A retardation of 2m/s is produced when brakes are applied to a running car.
After 5s it stops. Find the distance travelled by it after brakes are applied
Answers
Given that, retardation of 2m/s is produced when brakes are applied to a running car.
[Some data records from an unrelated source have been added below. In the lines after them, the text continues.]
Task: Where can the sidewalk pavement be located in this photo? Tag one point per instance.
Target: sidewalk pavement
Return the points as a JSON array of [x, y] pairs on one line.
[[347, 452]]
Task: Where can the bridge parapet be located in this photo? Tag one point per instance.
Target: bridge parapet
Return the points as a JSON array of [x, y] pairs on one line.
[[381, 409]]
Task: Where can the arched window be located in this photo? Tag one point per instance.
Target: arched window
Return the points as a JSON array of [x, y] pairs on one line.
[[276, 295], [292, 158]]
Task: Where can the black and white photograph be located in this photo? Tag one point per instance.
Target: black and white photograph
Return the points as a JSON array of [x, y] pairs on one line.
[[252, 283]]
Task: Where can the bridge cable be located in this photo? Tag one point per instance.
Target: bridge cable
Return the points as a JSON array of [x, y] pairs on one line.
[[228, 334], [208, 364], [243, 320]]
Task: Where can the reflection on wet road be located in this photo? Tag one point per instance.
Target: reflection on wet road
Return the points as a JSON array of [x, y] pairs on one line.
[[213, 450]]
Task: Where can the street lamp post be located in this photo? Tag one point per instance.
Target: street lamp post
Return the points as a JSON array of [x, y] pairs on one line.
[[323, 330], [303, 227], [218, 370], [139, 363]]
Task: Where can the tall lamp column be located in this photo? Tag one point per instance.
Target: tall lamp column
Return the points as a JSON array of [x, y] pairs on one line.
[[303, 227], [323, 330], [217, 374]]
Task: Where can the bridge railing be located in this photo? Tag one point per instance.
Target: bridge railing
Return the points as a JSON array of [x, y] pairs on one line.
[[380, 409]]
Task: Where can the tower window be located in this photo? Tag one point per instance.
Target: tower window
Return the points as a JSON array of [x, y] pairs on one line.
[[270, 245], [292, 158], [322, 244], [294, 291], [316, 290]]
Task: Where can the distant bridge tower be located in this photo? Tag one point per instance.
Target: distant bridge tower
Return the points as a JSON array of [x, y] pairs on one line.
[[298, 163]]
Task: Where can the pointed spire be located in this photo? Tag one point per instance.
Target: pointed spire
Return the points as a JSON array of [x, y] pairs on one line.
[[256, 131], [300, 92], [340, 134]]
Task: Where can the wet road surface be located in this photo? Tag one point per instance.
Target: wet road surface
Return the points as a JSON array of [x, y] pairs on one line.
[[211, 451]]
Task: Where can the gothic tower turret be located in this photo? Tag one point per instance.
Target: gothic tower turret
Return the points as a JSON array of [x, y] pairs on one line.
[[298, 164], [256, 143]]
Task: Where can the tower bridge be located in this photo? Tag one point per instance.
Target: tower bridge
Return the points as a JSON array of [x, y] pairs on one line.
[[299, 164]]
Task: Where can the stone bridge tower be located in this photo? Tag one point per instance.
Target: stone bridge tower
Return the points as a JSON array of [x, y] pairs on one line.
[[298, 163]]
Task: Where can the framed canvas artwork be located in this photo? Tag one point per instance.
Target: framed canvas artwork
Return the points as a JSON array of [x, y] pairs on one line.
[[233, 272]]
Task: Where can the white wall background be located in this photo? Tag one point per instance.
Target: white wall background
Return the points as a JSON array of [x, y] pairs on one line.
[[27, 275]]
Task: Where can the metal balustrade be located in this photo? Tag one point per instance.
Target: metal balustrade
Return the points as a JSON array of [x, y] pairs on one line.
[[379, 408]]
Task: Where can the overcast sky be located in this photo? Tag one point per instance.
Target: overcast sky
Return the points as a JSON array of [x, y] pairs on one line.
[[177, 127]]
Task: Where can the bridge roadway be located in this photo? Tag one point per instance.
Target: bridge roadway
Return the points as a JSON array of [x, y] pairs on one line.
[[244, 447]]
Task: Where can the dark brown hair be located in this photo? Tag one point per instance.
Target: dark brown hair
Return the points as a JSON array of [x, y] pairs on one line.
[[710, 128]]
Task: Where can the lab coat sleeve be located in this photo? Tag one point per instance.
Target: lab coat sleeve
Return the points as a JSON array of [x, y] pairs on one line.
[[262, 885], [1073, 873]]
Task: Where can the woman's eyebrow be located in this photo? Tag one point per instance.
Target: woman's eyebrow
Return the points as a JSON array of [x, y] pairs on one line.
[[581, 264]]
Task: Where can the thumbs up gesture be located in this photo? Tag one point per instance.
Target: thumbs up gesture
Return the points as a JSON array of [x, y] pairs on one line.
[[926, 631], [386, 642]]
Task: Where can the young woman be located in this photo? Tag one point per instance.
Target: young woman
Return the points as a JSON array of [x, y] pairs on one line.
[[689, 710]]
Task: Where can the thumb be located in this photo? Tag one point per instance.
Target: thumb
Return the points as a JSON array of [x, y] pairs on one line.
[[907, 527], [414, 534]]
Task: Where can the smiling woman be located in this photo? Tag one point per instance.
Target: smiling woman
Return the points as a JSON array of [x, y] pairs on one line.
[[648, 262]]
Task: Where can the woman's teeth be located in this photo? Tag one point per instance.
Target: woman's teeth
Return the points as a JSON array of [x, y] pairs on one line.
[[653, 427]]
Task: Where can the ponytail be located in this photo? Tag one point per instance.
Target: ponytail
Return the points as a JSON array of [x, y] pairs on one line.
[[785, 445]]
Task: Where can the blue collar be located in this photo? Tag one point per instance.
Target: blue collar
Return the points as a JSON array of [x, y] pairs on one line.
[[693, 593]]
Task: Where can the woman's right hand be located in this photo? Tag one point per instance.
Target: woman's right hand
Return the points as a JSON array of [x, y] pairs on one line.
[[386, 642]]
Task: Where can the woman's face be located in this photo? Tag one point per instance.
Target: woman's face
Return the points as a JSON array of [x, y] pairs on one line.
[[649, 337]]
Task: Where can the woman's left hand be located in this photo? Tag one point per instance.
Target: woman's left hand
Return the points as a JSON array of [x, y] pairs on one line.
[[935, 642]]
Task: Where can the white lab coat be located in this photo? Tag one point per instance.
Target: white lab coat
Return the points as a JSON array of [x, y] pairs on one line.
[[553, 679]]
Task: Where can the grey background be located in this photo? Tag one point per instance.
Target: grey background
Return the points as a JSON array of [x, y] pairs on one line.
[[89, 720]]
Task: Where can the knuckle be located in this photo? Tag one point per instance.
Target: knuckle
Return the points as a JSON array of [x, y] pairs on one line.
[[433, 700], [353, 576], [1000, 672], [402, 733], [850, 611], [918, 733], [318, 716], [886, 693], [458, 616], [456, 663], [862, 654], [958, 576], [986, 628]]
After 5 sec it stops.
Here, Retardation (a) = -2 m/s² and time (t) = 5 sce
Let us assume that car us running with a speed of u m/s or with an initial velocity of u m/s.
After applying brakes, final velocity i.e. v become 0 m/s.
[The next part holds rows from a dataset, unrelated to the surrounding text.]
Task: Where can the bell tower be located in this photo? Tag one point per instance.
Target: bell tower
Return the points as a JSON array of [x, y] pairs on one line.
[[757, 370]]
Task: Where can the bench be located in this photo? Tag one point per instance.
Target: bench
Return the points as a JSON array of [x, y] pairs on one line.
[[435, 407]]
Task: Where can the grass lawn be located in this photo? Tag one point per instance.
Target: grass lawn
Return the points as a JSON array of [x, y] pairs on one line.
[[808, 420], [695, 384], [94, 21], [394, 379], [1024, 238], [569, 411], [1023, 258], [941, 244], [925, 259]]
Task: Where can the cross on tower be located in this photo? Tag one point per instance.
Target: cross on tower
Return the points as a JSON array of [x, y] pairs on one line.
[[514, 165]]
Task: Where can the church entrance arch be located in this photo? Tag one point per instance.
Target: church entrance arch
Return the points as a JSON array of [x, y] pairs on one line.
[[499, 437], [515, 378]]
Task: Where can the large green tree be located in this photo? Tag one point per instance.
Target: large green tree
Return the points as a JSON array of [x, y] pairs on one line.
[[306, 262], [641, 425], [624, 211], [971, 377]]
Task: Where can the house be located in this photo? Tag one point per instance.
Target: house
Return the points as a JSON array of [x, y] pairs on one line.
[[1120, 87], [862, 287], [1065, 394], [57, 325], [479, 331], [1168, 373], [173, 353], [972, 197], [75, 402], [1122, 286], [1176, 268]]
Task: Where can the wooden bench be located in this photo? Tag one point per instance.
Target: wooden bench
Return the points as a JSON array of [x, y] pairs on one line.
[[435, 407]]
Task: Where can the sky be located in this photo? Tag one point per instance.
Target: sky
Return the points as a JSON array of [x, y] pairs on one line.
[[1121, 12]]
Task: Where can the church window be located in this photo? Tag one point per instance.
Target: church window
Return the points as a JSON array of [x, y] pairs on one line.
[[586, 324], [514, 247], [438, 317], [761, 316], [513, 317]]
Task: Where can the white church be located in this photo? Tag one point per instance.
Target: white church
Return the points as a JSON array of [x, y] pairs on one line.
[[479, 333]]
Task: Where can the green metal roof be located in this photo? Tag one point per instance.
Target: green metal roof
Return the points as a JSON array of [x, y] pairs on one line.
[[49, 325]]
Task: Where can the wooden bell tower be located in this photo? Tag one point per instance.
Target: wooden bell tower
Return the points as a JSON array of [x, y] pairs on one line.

Using the First Equation of Motion,
v = u + at
0 = u + (-2)(5)
-u = -10
u = 10 m/s
Therefore, the initial velocity of the car is 10 m/s.
We have to find the distance (s) travelled by car after brakes are applied.
Using the Second Equation of Motion,
s= ut + 1/2 at²
s= 10(5) + 1/2 × (-2)(5)²
s= 50 + (-1)(25)
s= 50 - 25
s= 25
Therefore, the distance covered by the car is 25 m.
Answer:
- Retardation (a) = – 2 m/s²
- Time (t) = 5 s
- Final Velocity (v) = 0 m/s (As Car Stops at the end)
☯ By the First Equation of Motion :
⇴ v = u + at
- Putting values of each
⇴ 0 = u + ( – 2) m/s² × 5 s
⇴ 0 = u – 10 m/s
⇴ u = 10 m/s
━━━━━━━━━━━━━
☯ By the Third Equation of Motion :
⇢ v² – u² = 2as
⇢ ( 0)² – ( 10)² = 2 × ( – 2) × s
⇢ 0 – 100 = – 4s
⇢ – 100 = – 4s
- Dividing both term by – 4
⇢ s = 25 m
∴ Distance covered after applying the brakes by the car is 25 metre.